The above unit comes with 1TB installed already and have 3 more drive cages to install drive internally.  You can add more drive to it via USB and eSATA.  With USB hub, you can add many many more drives.  Not sure if the eSATA port will support port multiplier or not… but I guess I can always use the CoolDrive eSATA to USB2 converter.

I guess you can never have too much storage….

07.07.2009

Installed the development build of OpenSolaris so I am now at snv_117.  Overall, it seems that the smb service is slightly more stable but bearly.

Upon installation, copying files to the NAS started okay but then for a set of data files, for some reason, it just refuse to go through (about 40 files).  The client would complain of losing the network connection.  However, unlike snv_111b, the smb service never become completely hung.  The encouraging thing was that “sharemgr show -vp” would continue to see the share service without issue.    I tried to break the 40 files into batches of 10, but immediately stuck on the 1st 10.  The copying process just hang (I use teracopy… it is a must have utility).

I then started a scrub on the volume to make sure that there wasn’t any issue with the volume…. and guess what, copying while the scrub is happening in the background actually seem to make the copying processing more stable.  I was able to copy a lot of data that has yet to be migrated to the NAS…. go figure.

Will report back on the stability of the release with regard to CIFS/SMB.

07.07.2009

Have been using the OpenSolaris NAS box for a while now.  I have about 2TB of stuff already on it.  Mostly photos and videos that I have collected over the years.

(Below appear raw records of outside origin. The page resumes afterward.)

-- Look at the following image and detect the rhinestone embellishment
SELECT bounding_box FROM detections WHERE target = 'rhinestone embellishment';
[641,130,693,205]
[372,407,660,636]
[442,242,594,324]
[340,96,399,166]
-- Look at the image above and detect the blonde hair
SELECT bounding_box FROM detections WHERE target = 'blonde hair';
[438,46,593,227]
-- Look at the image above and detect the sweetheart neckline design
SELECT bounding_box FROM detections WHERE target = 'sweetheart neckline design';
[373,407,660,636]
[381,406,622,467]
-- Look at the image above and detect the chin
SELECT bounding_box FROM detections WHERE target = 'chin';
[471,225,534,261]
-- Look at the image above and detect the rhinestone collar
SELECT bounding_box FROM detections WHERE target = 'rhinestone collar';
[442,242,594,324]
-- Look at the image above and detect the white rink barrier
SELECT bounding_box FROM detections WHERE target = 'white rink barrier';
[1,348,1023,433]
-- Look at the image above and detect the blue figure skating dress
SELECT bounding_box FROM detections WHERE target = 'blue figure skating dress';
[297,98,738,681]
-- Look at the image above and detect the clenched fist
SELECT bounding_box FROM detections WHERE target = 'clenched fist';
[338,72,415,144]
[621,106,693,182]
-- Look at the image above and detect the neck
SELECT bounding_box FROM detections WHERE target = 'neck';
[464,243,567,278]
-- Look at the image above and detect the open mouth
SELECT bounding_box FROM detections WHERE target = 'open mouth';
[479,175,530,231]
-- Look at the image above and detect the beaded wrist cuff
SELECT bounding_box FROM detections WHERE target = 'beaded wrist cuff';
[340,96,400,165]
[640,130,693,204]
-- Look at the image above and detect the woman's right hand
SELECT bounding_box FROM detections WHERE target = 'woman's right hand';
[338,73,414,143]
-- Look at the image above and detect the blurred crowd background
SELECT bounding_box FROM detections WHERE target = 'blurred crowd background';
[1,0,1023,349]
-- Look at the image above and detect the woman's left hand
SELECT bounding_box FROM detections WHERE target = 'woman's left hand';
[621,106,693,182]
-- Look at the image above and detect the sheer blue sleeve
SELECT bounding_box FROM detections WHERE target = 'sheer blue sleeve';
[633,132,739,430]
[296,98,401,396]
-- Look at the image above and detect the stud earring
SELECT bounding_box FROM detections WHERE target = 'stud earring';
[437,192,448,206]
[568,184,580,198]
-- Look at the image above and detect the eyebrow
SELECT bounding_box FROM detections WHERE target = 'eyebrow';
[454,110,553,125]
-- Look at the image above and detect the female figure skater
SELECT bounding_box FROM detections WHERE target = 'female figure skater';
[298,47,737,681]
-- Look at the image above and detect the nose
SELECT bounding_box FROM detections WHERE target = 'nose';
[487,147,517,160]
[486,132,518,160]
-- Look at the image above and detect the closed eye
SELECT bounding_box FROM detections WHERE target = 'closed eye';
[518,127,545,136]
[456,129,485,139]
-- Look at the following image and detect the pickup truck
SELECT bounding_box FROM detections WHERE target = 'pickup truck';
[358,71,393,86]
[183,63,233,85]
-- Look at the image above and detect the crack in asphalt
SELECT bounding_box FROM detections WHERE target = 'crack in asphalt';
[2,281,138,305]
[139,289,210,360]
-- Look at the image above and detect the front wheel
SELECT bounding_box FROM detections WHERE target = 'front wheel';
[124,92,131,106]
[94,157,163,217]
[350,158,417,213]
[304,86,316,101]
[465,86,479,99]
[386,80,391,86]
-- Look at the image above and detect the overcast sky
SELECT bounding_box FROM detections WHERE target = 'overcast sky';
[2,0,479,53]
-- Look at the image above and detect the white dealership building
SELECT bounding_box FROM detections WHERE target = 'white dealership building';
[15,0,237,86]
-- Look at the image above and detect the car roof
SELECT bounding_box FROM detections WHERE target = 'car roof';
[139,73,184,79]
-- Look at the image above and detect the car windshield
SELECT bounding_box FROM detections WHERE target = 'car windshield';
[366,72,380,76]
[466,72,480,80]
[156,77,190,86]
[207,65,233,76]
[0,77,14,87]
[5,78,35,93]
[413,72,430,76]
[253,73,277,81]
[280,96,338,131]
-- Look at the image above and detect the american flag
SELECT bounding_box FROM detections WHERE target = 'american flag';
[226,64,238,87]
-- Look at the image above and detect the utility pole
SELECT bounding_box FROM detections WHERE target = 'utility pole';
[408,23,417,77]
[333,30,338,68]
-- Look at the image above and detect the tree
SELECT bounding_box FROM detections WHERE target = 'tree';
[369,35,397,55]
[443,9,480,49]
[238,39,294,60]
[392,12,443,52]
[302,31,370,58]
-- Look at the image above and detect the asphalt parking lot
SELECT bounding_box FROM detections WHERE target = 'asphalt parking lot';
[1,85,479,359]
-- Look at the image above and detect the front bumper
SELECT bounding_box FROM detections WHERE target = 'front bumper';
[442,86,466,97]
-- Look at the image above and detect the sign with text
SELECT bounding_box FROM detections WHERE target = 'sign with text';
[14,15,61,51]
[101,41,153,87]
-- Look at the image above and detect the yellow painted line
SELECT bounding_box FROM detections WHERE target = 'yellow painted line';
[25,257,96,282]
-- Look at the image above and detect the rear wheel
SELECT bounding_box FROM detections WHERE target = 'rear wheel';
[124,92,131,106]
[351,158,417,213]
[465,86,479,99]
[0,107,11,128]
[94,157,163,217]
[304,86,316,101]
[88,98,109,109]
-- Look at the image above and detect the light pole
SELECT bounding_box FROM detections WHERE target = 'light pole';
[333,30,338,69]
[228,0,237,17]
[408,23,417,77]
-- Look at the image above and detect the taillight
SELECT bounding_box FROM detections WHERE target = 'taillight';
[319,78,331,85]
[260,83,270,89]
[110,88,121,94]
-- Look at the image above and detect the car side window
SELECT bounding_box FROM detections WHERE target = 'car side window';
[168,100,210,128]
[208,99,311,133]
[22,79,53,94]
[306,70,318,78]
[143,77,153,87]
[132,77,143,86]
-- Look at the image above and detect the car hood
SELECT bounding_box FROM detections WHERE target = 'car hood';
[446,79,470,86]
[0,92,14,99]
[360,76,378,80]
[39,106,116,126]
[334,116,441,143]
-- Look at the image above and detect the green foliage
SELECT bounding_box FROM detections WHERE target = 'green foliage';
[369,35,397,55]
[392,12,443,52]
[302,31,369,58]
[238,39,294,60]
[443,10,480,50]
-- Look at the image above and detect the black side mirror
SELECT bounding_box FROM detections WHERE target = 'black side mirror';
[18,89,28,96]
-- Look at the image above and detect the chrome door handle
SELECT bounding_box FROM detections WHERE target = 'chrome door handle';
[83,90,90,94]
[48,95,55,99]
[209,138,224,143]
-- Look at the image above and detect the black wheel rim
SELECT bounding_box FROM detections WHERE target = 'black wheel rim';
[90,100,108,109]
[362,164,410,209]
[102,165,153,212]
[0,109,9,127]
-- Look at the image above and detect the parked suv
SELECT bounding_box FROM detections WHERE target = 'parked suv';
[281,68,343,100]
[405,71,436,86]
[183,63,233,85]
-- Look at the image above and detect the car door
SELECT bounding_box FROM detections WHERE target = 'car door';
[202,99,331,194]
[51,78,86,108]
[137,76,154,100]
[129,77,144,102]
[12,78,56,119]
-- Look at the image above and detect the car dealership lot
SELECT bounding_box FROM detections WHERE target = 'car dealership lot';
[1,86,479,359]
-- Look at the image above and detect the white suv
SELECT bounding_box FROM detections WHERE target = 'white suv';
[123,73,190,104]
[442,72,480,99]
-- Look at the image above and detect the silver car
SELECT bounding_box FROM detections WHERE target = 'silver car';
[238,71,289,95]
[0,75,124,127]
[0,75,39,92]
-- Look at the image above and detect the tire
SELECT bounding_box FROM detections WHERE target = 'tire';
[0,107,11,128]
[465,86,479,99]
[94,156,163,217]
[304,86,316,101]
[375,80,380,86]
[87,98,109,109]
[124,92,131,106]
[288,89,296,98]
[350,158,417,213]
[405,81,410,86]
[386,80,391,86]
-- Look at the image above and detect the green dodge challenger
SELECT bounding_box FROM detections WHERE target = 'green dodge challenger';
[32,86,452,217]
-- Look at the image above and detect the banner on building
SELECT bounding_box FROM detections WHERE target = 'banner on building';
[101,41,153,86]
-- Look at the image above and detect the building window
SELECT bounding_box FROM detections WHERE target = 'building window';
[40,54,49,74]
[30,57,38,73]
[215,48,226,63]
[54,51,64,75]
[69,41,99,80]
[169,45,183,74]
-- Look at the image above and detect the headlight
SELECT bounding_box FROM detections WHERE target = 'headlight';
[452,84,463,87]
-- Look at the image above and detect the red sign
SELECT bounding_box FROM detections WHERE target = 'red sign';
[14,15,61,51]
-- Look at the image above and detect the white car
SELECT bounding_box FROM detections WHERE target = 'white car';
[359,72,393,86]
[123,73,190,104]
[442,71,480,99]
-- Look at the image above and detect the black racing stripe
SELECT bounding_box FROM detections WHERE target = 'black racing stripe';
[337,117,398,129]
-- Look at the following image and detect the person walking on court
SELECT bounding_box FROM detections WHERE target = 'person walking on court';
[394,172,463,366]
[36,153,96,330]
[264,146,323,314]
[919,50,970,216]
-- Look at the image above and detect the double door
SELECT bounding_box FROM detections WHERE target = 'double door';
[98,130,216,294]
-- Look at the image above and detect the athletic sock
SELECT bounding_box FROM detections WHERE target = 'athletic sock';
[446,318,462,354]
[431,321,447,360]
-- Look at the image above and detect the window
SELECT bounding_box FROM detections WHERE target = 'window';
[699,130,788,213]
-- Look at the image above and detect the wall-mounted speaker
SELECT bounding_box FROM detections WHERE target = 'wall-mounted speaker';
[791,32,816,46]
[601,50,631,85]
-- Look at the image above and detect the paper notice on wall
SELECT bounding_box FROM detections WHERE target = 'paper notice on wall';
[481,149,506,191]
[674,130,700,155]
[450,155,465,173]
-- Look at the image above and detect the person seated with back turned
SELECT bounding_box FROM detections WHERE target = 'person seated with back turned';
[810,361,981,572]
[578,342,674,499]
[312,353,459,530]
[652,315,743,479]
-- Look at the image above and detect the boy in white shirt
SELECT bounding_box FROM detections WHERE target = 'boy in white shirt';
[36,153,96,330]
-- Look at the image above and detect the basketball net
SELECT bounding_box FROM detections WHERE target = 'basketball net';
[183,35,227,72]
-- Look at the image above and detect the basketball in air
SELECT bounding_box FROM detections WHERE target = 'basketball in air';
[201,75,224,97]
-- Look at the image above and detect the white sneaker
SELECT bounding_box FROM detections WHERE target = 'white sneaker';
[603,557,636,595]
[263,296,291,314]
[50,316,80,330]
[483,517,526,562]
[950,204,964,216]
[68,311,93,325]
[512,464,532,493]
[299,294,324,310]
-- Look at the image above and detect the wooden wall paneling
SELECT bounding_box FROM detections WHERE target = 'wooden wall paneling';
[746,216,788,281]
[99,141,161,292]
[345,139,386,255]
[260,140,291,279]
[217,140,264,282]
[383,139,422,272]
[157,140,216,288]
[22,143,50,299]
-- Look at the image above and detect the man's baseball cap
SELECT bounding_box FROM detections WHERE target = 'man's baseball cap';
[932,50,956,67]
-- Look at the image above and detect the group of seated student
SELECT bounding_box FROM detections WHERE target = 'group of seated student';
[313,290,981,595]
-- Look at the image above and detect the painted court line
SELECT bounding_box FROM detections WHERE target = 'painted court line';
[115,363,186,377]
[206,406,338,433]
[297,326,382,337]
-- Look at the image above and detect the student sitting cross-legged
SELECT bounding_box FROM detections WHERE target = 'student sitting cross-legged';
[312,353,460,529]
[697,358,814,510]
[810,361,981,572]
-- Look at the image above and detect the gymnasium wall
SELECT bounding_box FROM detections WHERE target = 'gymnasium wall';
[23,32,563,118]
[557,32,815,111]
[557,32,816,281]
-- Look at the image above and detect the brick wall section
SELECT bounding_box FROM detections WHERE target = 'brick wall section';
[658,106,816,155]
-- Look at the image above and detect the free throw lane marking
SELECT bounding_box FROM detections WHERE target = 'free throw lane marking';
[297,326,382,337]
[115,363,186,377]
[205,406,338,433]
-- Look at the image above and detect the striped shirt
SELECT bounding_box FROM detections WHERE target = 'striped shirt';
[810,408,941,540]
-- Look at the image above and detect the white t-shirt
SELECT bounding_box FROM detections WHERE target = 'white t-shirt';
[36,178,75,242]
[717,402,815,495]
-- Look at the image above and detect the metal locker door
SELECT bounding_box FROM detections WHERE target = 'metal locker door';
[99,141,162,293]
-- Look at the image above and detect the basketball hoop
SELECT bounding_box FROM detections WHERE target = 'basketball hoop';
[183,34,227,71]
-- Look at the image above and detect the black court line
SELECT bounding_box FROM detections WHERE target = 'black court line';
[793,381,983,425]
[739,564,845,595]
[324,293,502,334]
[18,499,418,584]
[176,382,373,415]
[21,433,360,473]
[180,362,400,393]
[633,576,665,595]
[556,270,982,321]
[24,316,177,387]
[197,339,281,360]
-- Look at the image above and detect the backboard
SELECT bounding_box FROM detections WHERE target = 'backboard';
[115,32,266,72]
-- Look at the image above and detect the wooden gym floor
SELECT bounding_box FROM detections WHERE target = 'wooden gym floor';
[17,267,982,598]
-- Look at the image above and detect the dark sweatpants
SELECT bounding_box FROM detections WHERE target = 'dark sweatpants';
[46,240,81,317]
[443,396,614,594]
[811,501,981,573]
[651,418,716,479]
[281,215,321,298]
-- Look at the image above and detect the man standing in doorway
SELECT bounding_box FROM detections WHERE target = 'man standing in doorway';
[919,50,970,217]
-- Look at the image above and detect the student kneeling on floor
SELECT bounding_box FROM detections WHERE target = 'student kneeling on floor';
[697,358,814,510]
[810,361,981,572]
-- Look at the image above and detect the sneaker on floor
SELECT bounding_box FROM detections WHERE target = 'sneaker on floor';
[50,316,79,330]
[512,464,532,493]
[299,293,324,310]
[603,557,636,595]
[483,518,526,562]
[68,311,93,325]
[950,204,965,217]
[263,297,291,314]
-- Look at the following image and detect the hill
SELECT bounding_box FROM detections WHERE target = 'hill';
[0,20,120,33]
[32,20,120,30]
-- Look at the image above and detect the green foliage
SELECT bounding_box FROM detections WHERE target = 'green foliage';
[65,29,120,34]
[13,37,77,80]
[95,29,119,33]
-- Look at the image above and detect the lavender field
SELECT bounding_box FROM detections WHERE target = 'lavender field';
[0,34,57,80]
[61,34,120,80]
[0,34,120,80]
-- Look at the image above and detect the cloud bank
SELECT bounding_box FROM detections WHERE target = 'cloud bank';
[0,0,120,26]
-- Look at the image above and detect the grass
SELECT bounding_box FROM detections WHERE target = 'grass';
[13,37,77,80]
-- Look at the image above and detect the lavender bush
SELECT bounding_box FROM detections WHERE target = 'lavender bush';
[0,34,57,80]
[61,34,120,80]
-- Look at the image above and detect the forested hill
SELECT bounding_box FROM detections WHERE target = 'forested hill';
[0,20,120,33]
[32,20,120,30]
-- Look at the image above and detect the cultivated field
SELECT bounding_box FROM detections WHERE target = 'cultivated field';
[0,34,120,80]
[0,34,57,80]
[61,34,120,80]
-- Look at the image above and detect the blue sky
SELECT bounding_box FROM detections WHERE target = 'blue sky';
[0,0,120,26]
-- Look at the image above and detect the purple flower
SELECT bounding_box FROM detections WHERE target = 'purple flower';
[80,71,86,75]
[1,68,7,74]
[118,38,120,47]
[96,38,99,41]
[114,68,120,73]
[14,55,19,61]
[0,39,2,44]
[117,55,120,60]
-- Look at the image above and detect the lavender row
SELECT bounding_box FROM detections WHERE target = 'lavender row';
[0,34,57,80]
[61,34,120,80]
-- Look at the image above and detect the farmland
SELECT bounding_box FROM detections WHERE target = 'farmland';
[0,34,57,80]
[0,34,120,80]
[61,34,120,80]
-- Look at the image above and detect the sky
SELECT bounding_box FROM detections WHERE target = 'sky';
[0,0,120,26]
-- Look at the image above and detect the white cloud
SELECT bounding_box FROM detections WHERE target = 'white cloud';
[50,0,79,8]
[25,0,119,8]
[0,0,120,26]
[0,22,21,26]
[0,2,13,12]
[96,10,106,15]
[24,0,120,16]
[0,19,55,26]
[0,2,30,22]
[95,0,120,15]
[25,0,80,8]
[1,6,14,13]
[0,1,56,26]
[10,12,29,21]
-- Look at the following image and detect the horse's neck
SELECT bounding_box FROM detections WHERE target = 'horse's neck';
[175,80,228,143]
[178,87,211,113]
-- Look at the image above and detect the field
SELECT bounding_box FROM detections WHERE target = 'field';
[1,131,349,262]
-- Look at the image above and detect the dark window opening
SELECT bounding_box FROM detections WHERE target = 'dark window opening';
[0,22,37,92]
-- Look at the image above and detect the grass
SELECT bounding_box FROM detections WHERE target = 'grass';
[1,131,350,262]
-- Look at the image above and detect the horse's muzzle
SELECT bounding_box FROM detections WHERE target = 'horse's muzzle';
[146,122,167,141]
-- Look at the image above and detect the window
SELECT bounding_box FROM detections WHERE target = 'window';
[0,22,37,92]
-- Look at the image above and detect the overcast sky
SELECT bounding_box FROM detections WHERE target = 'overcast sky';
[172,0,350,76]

OpenSolaris 2009.6 based on snv_111b had this weird issue with CIFS (SMB) service.  When copying a large amount of data, after a while (random length of time), the SMB share would disappear (all my clients are Windows) and you cannot access the share.

Certain occasions, the host become completely unreachable, but at times when you can still rsh into the machine, you will see that command: <code>sharemgr show -vp</code> would hang.  Nothing shows up in dmesg or the svc logs.

Restarting the service doesn’t do anything and each time, only a reboot would fix the issue.  This is highly frustrating.  Will have to upgrade to DEV build to see if more recent builds have solve this issue.